[Election-Methods] Poll-posting. Where it's posted.

Michael Ossipoff mikeo2106 at msn.com
Sat Jul 28 20:25:16 PDT 2007


The following poll-posting has been posted to alt.politics.elections, and 
has been asked as a question at Yahoo Answers, at the elections section. 
It's also been posted to a yahoo group called "AB Progressives". That group 
has over 2000 members.

Hopefully there will soon be more than 5 respondents. So far all I've gotten 
from yahoo answers is two flippant answers from people who answer everything 
to get a scoring point. So far from alt.politics.elections I've only gotten 
a few replies criticizing electoral reform itself.

I tell you where the poll is posted so that you can check for results there 
if you want to. If I don't get results soon, I might quit checking.

I also invite you to post the below-quoted poll-posting anywhere else that 
you might have an idea to post it. Modifiy it as you please. Or, of course, 
post an entirely different poll here and there. But polling is essential, to 
get an idea of what voting systemss(s) people will accept.

Here's the posting:

The single-vote Plurality voting system currently in use in our political 
elections is a peculiar kind of candidate rating system: It lets you give 
top rating to one candidate, but forces you to give bottom rating to all the 
rest. A fairer system, with more voter freedom, would let you  rate _each_ 
candidate as you choose. There are a number of such systems proposed.

We’re so used to the “lesser-of-2-evils problem” that many people believe it 
to be inherent in voting. Actually that problem is an artifact of the 1-vote 
Plurality system,  the rating system that forces you to give bottom rating 
to all the candidates but one.

With any one of the methods described below, no one would ever again have 
any reason to not give top rating to their favorite. No one would ever have 
strategic need to vote someone else over their favorite.

The result would be that we’d elect candidates whom you can like, trust and 
respect, instead of sleazy lesser-evils that you have to hold your nose to 
vote for..

Which one or more of the four methods described below would you accept? By 
that I mean, which would you sign an initiative petition for, or vote for 
the enactment of?:

Approval:

Each voter may mark, on his/her ballot, the names of as many candidates as 
s/he wants to. The winner is the candidate who gets the most marks.

Approval is the same as what we use now, but without  Plurality’s compulsory 
bottom-rating rule. Approval lets you rate every candidate 0 or 1. Top or 
bottom.

Changing to Approval wouldn’t require any new balloting equipment or new 
software. What change is needed? Where the ballot now says “Vote for one”, 
it would instead say “Vote for one or more”. That’s it. Two new words on the 
ballot.

Plus/Minus:

Each voter may give to any candidate either 1 point or -1 point. The 
candidate with the highest positive total wins.

Plus/Minus is equivalent to Approval, but makes it more obvious that your 
bottom rating for candidate Jones exactly cancels out someone else’s top 
rating for Jones. As a result, with both  systems, a ballot with mostly 
bottom ratings exercises just as much power as a ballot with mostly top 
ratings. I mention that because some people mistakenly object to Approval on 
the erroneous grounds that the voter who votes for more candidates exercises 
more power than the voter who votes for fewer candidates.

Three-level:

Each voter may give to any candidate 1 point, -1 point, 0 points.

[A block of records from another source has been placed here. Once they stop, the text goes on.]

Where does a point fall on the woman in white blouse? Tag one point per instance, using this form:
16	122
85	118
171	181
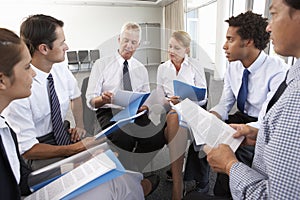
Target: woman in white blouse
186	69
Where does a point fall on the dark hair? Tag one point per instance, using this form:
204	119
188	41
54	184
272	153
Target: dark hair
293	4
39	29
10	50
251	26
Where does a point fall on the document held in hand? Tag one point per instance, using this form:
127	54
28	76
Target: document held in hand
80	177
132	101
191	92
206	127
118	124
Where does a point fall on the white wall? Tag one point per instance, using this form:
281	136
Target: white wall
86	27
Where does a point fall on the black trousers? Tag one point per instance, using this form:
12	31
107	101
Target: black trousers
137	143
244	154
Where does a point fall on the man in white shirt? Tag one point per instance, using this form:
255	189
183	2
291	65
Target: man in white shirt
246	39
105	79
31	117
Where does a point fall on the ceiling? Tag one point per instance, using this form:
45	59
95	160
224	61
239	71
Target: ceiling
150	3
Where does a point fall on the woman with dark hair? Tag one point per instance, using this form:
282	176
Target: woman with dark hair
15	83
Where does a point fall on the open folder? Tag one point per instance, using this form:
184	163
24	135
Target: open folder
117	125
184	90
75	175
132	101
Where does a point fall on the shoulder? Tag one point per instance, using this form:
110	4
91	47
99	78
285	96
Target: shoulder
276	64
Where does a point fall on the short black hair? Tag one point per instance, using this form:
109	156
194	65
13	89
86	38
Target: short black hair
251	26
293	4
39	29
11	47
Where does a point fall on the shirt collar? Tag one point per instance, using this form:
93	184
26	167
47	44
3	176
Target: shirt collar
293	72
121	60
258	62
41	76
2	122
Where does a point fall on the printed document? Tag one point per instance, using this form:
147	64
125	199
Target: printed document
206	127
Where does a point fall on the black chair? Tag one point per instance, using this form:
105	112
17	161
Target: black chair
89	116
94	55
84	59
73	61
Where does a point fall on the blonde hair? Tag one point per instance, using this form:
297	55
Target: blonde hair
132	26
184	38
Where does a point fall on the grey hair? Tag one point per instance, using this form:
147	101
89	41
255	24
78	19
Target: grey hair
132	26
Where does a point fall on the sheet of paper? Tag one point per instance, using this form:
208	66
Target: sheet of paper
206	128
191	92
124	98
118	124
95	167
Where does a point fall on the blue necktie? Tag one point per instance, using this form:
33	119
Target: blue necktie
126	77
277	94
242	96
60	135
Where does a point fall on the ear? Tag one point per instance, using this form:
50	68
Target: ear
3	81
43	49
249	42
119	39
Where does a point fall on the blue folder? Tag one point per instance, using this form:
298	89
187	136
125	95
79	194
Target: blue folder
184	90
118	171
131	109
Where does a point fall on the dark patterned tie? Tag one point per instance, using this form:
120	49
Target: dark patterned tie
60	135
277	94
242	96
126	77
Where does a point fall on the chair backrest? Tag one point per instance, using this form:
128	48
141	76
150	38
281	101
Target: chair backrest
94	54
83	56
72	57
89	116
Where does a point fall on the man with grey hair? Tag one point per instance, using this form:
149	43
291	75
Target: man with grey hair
106	78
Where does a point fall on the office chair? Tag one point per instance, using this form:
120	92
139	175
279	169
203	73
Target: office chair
89	116
94	55
73	61
84	59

[If the following system has too wordy a definition, then that could be a 
reason to not accept it]:

Majority Opposition:

Each voter may rank, in order of preference, as many candidates as s/he 
wants to. Voters may rank 2 or more candidates at the same rank position if 
they so wish.

1. Disqualify any candidate over whom another candidate is ranked by a 
majority of the voters (unless that would disqualify all the candidates).

2. Among the undisqualified candidates, elect the candidate ranked on the 
most ballots.

As I said, let me know which of these you’d accept.

Optionally, rank them in order of acceptability, or state your favorite.

Optionally, comment on what you like &/or dislike about them.